For classifying bacteria in environmental samples I prefer the Greengenes2 and GTDB datasets. SILVA is often used but seems to contain more errors. Wish now I had written down the details, but I once found a bacterial genus in the phylum Chordata. And many of the “species” are in fact the organism from which the bacterium was isolated.

QIIME2 Plug-ins and Workflows

QIIME2 is actually a collection of programs written in different computer languages and presented as plug-ins so that they have a common interface. There are plug-ins for every step required to process amplicon sequences, from importing the data to creating plots, and these are strung together in a script to create a workflow. The script includes parameters for each underlying program. The tutorials on the QIIME2 website are examples of such workflow scripts.
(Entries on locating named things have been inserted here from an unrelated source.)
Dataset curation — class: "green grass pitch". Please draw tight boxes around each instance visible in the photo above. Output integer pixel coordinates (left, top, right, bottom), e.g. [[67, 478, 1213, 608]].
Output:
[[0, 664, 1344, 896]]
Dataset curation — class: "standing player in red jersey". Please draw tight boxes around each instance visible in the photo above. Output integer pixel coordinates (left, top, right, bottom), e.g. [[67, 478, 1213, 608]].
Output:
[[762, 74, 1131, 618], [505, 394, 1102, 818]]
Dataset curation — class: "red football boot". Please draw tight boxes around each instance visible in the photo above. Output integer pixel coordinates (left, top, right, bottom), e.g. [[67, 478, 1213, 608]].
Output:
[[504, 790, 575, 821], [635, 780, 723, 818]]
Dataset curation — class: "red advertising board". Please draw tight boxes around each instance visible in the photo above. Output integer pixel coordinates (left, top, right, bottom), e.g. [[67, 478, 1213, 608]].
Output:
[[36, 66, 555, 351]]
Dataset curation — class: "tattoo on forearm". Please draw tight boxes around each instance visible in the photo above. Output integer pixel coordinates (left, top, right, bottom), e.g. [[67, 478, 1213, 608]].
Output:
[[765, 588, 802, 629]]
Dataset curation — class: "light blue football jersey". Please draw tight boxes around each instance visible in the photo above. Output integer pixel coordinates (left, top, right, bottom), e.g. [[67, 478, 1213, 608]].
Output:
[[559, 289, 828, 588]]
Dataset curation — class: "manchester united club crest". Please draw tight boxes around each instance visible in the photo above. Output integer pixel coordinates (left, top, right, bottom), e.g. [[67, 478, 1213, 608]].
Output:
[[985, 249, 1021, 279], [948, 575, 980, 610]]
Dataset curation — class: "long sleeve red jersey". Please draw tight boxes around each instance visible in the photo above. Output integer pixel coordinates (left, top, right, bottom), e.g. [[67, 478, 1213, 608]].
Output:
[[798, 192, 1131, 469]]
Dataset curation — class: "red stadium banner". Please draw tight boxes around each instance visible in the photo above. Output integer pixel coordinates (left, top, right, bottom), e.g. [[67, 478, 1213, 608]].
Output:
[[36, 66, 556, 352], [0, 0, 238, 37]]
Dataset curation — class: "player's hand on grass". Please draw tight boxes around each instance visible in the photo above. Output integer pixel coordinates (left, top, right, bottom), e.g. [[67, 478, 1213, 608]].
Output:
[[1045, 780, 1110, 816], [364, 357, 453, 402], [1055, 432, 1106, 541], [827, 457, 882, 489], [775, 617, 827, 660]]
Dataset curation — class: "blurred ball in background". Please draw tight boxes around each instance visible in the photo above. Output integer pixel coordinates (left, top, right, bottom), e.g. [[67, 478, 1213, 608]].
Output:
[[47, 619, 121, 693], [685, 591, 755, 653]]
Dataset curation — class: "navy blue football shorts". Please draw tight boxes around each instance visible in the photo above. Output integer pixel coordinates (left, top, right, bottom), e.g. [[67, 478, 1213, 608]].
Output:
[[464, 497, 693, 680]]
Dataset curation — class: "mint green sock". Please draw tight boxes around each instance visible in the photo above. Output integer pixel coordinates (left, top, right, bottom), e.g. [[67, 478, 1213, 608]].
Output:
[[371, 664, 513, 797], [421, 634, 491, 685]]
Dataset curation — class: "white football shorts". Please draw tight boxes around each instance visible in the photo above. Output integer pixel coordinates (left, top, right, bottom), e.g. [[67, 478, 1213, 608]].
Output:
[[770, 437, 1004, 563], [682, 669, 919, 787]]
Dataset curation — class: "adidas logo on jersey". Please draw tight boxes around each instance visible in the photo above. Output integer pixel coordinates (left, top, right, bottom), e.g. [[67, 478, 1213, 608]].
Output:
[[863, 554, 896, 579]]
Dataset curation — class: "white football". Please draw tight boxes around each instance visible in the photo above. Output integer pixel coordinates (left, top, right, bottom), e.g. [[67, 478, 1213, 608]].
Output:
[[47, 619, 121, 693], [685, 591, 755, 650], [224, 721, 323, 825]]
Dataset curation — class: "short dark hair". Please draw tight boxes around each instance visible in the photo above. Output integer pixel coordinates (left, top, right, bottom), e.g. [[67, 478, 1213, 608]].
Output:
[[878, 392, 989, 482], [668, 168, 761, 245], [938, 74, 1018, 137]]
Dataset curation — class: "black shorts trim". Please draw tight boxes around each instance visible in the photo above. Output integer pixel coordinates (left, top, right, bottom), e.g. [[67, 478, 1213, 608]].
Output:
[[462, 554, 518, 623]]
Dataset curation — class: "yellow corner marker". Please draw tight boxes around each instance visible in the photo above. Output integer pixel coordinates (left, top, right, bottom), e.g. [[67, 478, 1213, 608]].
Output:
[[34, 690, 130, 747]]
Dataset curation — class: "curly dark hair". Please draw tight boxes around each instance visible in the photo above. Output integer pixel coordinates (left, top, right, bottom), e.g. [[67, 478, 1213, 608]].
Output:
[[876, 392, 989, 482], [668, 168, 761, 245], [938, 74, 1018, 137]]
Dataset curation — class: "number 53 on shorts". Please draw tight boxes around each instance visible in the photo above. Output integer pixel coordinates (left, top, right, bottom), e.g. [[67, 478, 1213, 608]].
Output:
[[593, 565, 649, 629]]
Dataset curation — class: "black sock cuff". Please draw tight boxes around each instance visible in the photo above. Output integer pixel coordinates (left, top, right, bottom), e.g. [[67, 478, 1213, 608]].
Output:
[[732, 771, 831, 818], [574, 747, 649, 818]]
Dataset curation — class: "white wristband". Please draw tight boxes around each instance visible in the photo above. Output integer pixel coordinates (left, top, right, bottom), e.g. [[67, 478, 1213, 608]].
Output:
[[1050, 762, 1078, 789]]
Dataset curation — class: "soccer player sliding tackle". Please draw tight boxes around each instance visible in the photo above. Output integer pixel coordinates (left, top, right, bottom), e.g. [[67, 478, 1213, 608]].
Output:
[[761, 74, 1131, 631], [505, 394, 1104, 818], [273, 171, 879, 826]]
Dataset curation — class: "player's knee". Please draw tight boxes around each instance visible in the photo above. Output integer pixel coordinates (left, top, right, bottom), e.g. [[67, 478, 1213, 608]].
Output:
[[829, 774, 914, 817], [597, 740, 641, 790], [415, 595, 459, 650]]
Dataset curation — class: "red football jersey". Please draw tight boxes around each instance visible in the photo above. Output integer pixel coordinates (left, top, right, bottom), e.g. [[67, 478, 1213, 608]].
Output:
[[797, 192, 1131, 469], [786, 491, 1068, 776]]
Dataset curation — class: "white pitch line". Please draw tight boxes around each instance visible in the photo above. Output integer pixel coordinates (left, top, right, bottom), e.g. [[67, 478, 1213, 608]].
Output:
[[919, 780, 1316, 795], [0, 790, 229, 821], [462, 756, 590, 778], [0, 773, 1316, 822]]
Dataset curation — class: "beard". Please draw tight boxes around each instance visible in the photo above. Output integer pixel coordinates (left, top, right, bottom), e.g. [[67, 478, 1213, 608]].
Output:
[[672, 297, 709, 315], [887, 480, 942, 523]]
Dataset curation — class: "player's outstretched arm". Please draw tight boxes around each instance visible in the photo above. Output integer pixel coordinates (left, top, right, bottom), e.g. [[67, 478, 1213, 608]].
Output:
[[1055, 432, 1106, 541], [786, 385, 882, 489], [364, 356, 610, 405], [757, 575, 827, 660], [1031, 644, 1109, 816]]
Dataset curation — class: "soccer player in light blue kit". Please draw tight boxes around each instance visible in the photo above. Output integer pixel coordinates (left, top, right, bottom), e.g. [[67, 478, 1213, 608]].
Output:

In some cases, the plug-in method does not give you access to all parameters that may be set for the underlying program. In such cases you may wish to call the underlying program directly while in the QIIME 2 environment. For example, processing PacBio and LoopSeq data with DADA2 require setting parameters not avaiable using the plug-in interface, so in those cases I run DADA2 directly in R . Another example is that the cutadapt plug-in does not allow setting the -l parameter to fix the maximum length of the trimmed sequences. When I need to do that, I run cutadapt directly.

Analysis

I consider sequence processing to end with the creation of an OTU or ASV table, a set of representative sequences, a classification table for the representative sequences, a sample data table associating meta data withe the samples, and possibly a tree file for the representative sequences. Analyis is what you do with these components.

QIIME 2 includes some plug-ins for quick and easy standard analyses, but I think these tend to be rigid. My usual approach is to use R to package the components into a phyloseq object, and use R for all subsequent data analysis. All standard techniques – diversity indices, ordinations, etc. – are easily done in R. In addition, R is extremely flexible, and I tell students that , “If you can think it, you can do it.” For example, I have plotted trajectories of group centroids through ordination space with time and in response to rainfall events. Show me a QIIME 2 plug-in with those capabilities!